-
Couldn't load subscription status.
- Fork 4.6k
Description
I don't know what I'm doing wrong. Any model I train with RVC produces highly metallic/robotic timbre at inference, even on clips that were part of the training set. I'm running RVC on MimicPC using NVIDIA L4/A10.
Example: 21280.wav (note: the target singer and the training singer sound very similar - both are high pitched female voices - so they should be compatible ) This example is with 140 epochs. 90 epochs and 220 epochs sound similar. Including the feature index made no difference either.
I've tried this using two data sets. The first data set is 90mins of lead vocals extracted from songs. This data was manually cleaned (remove reverb, FX, set to mono and rejected any phasey stereo parts). When this didn't produce good results I figured the vocal isolation tool was adding artifacts so I made a new data set. The second data set was 15mins of raw unprocessed vocals from a singer I recorded with no effects. This should be enough to train on but still the result was metallic/robotic. Even when I apply the model to an audio clip that inside the training set it sounds robotic!

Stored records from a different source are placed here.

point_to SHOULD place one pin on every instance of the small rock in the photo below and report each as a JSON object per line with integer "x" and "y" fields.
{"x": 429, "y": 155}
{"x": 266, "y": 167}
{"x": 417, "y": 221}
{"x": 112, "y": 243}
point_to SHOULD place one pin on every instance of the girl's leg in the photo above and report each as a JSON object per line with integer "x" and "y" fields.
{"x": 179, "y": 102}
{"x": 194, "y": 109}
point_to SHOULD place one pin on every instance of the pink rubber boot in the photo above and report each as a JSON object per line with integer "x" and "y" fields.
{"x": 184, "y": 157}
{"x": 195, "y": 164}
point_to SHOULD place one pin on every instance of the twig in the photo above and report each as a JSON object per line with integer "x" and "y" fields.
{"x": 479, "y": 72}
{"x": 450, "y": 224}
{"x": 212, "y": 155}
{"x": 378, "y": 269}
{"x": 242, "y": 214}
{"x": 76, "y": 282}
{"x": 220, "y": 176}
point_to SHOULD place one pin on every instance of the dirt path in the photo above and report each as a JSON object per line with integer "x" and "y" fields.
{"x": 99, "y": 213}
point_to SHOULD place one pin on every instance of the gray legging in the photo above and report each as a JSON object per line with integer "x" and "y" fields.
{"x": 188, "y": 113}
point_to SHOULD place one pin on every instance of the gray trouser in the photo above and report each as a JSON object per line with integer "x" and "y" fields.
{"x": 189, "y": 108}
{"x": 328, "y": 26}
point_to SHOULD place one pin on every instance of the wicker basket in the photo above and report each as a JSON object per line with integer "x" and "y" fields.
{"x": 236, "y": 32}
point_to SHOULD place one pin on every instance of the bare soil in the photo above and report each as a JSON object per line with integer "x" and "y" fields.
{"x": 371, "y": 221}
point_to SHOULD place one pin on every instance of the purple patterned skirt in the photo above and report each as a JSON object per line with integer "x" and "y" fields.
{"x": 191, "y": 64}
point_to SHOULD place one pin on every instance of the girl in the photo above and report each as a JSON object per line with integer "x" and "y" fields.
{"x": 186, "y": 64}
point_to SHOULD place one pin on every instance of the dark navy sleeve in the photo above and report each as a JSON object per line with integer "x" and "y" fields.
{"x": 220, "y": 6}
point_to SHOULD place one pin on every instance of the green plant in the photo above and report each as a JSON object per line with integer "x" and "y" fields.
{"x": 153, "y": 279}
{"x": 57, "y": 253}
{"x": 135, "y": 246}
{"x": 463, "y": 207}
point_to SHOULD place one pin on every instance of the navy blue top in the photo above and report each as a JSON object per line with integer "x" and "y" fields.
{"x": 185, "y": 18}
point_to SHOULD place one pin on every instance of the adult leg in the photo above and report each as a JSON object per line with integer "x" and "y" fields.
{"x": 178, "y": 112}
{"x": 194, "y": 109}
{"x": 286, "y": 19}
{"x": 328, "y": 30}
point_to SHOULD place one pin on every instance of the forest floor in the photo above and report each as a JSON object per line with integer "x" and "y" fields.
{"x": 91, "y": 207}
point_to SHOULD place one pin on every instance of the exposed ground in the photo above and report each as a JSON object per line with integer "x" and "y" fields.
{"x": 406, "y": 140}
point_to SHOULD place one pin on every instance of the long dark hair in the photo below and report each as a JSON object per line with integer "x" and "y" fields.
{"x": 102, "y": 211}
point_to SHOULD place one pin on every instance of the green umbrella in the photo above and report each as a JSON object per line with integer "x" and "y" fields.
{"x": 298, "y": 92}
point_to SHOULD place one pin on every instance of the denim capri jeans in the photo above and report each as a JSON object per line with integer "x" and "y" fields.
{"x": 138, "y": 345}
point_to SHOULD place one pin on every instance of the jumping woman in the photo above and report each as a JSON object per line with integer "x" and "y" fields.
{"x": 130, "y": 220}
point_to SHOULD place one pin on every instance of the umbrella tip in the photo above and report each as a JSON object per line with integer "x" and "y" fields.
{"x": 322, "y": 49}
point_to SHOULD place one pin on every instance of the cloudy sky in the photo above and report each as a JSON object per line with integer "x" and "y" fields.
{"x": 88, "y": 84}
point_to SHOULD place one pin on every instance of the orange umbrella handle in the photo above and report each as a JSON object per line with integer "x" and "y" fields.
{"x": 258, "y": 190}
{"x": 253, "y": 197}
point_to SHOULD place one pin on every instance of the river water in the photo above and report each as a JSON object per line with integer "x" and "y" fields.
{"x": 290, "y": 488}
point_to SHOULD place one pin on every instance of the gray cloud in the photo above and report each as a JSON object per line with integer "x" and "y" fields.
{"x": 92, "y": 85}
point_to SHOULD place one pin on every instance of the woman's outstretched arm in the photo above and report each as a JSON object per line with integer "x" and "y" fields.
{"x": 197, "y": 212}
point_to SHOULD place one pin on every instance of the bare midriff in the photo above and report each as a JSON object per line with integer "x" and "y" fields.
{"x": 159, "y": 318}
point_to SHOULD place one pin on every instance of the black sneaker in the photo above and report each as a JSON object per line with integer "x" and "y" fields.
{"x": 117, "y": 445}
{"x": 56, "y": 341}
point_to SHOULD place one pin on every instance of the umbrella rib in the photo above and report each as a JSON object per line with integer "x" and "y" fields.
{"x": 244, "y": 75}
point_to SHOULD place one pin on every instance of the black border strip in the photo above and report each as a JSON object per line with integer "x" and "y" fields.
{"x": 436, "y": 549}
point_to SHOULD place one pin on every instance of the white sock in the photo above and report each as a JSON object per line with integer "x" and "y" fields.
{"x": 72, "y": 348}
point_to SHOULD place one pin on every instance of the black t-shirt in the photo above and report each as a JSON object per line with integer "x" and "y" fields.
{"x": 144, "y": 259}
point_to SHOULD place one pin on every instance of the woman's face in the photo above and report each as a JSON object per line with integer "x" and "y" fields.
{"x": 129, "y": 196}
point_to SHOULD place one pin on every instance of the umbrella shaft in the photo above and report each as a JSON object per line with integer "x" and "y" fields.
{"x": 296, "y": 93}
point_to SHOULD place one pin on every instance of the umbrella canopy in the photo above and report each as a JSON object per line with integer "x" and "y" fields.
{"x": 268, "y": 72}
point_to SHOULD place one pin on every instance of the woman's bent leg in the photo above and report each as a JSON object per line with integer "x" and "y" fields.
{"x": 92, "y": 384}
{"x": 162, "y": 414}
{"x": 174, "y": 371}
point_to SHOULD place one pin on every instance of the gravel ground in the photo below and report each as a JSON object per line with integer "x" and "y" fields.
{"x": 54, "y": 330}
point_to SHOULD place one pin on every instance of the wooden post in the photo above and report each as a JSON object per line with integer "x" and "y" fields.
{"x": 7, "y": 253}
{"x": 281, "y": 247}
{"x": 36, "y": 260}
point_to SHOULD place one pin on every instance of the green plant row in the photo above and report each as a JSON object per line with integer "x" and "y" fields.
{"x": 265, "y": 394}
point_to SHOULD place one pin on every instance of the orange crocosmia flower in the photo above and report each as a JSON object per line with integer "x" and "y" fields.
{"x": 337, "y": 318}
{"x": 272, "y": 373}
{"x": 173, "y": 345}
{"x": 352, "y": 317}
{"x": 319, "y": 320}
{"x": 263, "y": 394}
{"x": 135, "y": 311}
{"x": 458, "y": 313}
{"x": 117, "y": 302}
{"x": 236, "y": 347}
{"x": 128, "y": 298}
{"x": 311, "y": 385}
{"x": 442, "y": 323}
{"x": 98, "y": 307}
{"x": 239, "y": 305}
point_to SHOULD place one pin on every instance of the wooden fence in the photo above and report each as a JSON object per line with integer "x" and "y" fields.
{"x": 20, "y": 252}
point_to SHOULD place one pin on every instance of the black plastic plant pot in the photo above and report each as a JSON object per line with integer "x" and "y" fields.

There's no sample rate mismatch (I've tried with both 48k and 40k). I'm using v2, as well as pitch tracking. I've tried training from 80-220 epochs with a save frequency of 10. I've tried it with/without retrieval index. I've tried rmvpe, rmvpe_gpu, and crepe. I've tried every combination of protect voiceless consonants, median filtering, envelope scaling, search feature index. The robotic sound is present even without the feature index. The output changes but it's always robotic and not usable despite the target material being a similar voice to the training sets.
But when I try using 3rd party model I found online it works fine! I don't know what I'm doing wrong in training. I've followed all steps exactly. Any help is appreciated, I've been trying for 6 days to get this to work.